The Lead Data Engineer will be responsible for overseeing junior data engineering activities and aiding in building the organization’s data collection systems and processing pipelines. Oversee infrastructure, tools and frameworks used to support the delivery of end-to-end solutions to business problems through high performing data infrastructure. Responsible for expanding and optimising the organization’s data and data pipeline architecture, whilst optimising data flow and collection to ultimately support data initiatives.
Overseeing activities of the junior data engineering teams, ensuring proper execution of their duties and alignment with the Organization’s vision and objectives.
Provide oversights and expertise to the Data Team that is responsible for the design, deployment, and maintenance of the business’s data platforms.
Draw performance reports and strategic proposals form his gathered knowledge and analyses results for senior leadership.
Contributing to the continual improvement of the business’s data platforms through thorough observations and well-researched knowledge.
Keep track of industry best practices and trends and through acquired knowledge, takes advantage of process and system improvement opportunities.
Acts as a subject matter expert from a data perspective and provides input into all decisions relating to data engineering and the use thereof. Provide guidance in terms of setting governance standards.

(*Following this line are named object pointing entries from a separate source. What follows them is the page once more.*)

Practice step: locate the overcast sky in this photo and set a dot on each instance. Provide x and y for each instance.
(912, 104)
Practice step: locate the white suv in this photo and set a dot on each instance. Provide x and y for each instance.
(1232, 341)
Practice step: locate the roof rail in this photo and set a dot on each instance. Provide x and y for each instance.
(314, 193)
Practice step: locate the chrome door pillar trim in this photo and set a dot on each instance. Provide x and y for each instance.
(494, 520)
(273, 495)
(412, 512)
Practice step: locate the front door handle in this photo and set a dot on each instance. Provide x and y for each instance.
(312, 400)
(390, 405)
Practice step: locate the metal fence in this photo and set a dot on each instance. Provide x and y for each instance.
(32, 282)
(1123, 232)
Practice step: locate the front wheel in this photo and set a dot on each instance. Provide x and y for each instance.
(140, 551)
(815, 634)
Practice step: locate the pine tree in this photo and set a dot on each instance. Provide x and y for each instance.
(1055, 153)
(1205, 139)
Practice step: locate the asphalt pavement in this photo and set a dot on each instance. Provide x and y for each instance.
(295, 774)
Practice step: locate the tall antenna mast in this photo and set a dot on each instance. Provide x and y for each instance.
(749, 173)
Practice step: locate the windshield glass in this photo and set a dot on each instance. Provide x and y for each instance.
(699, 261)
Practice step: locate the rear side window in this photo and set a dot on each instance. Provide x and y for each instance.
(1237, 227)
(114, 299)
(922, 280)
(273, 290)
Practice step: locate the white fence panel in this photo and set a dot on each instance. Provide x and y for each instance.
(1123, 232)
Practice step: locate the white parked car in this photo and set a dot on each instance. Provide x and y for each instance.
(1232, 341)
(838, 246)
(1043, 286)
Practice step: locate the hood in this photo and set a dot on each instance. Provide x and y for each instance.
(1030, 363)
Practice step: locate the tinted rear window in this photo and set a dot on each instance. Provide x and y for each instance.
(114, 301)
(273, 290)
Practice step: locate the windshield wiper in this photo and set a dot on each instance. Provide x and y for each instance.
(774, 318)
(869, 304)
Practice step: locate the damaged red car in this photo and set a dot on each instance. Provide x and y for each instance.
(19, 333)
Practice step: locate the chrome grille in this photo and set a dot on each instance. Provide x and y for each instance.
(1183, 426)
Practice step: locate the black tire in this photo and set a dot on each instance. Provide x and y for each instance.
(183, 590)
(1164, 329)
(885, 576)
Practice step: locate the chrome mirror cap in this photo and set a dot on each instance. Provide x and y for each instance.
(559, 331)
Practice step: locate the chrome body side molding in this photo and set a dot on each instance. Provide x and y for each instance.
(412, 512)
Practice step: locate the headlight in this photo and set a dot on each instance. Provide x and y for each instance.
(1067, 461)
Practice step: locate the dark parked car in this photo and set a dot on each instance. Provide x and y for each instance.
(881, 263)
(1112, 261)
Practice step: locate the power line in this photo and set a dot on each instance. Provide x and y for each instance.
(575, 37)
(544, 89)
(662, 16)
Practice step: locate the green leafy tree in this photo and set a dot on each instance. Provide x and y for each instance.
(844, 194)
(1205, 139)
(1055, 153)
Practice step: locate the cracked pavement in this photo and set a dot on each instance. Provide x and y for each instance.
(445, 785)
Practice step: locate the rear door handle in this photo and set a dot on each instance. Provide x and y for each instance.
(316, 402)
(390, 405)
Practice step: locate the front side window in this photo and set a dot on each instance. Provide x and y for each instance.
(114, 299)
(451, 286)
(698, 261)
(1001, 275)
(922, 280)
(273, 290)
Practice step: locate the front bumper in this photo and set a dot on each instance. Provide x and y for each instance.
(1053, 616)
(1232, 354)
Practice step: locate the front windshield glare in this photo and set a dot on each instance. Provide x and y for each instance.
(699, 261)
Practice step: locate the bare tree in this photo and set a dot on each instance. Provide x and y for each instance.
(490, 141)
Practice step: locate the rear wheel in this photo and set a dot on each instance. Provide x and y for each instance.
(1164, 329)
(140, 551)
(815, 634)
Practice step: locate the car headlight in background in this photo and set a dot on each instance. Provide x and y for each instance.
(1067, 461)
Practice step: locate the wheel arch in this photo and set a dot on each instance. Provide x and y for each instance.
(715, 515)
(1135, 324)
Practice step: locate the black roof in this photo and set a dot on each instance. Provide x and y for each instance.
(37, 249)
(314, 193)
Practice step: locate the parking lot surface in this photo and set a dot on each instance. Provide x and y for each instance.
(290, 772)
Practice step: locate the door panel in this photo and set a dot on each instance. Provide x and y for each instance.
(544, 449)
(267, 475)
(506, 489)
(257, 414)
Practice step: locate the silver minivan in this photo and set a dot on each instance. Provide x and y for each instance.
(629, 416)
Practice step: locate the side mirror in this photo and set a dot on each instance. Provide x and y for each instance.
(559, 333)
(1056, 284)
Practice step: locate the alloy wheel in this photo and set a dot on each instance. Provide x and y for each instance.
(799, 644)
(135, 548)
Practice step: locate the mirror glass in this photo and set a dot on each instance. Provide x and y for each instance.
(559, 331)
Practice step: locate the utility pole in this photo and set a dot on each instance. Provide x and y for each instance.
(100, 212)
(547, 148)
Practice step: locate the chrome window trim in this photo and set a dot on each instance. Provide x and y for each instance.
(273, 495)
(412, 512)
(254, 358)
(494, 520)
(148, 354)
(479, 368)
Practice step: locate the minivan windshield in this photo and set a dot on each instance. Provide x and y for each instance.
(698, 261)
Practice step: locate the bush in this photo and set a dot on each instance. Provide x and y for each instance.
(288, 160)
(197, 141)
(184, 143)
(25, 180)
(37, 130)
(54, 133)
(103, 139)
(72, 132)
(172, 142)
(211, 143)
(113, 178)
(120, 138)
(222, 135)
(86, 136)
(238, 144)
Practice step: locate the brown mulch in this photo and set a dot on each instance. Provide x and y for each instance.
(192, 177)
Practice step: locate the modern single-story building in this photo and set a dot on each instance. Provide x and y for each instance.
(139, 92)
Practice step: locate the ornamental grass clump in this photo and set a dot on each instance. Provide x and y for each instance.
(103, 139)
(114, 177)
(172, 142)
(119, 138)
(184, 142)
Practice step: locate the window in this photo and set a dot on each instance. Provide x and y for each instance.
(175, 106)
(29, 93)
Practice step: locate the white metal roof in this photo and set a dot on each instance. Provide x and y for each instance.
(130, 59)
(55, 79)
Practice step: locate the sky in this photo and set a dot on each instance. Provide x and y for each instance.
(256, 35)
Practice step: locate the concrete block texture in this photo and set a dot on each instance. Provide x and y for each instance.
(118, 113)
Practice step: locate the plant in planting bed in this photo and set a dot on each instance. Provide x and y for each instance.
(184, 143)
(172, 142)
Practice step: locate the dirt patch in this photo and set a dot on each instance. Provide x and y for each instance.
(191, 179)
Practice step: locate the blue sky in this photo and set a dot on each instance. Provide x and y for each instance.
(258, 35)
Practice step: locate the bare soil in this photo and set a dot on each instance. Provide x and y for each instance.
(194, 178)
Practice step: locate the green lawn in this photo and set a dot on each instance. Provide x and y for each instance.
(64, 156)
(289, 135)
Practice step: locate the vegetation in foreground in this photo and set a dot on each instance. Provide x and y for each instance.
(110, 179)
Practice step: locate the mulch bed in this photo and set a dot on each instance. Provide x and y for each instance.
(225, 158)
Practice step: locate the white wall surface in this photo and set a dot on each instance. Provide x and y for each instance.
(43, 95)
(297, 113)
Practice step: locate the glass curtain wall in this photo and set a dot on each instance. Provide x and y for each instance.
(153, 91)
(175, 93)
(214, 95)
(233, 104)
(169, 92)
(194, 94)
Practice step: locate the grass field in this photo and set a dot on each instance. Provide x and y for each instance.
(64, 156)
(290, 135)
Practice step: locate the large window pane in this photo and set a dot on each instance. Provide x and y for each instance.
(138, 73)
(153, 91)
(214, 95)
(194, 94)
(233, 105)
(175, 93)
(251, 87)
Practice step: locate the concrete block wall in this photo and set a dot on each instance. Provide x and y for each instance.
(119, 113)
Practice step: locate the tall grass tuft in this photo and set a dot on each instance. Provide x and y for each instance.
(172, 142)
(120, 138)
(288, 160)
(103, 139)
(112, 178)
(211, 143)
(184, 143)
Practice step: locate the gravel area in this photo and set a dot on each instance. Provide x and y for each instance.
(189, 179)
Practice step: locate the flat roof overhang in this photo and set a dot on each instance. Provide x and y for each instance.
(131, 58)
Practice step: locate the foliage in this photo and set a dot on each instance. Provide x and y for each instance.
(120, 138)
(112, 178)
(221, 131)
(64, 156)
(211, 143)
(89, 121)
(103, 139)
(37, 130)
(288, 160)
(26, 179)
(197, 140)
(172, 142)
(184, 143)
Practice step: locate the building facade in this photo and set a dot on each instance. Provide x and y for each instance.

Liaise with and collaborate with data analysts, data warehousing engineers, and data scientists in finding and applying best practices within the Data and Analytics department.
Define business’s data requirements, which will ensure that the collected data is of a high quality and optimal for use across the department and the business at large.
Manage the analysis of complex data elements and systems, data flow, dependencies, and relationships in order to contribute to conceptual physical and logical data models.
Oversee, design, and develop algorithms for real-time data processing within the business and to create the frameworks that enable quick and efficient data acquisition. Deploy sophisticated analytics programs, machine learning and statistical methods.
Perform thorough testing and validation in order to Ensure proper data governance and quality across EDO and the business as a whole.
Oversee the process for enabling and running data migrations across different databases and different servers and defines and implements data stores based on system requirements and consumer requirements.
Developing ETL processes that convert data into formats through a team of data analysts and dashboard charts. Oversee large-scale data Hadoop platforms and to support the fast-growing data within the business
Monitor the existing metrics, analyse data, and lead partnership with other Data and Analytics teams in an effort to identify and implement system and process improvements.
Utilise data to discover tasks that can be automated and identify, design, and implement internal process improvements: automating manual processes, optimizing data delivery, re-designing infrastructure for greater scalability, etc.
Build analytics tools that utilise the data pipeline to provide actionable insights into customer acquisition, operational efficiency and other key business performance metrics.
Create data tools for analytics and data scientist team members that assist them in building and optimising the Organization into an innovative industry leader.
Oversee the assembly of large, complex data sets that meet functional / non-functional business requirements and align data architecture with business requirements.
Owns and extends the business’s data pipeline through the collection, storage, processing, and transformation of large data-sets.
Oversee the process for creating and maintaining optimal data pipeline architecture and creating databases optimized for performance, implementing schema changes, and maintaining data architecture standards across the required organization databases.
Strong analytic skills related to working with unstructured datasets.
Build processes supporting data transformation, data structures, metadata, dependency and workload management.
A successful history of manipulating, processing and extracting value from large disconnected datasets.
Working knowledge of message queuing, stream processing, and highly scalable ‘big data’ data stores.
We are looking for a candidate with 8 – 10 years of experience. They should have experience with the following software/ tools:
Big data tools: Hadoop, Spark, Kafka, etc.
Relational SQL and NoSQL databases, including Postgres and Cassandra.
Data pipeline and workflow management tools: Azkaban, Luigi, Airflow, etc.
AWS cloud services: EC2, EMR, RDS, Redshift.
Stream-processing systems: Storm, Spark-Streaming, etc.
Object-oriented/object function scripting languages: Python, Java, C++, Scala, etc.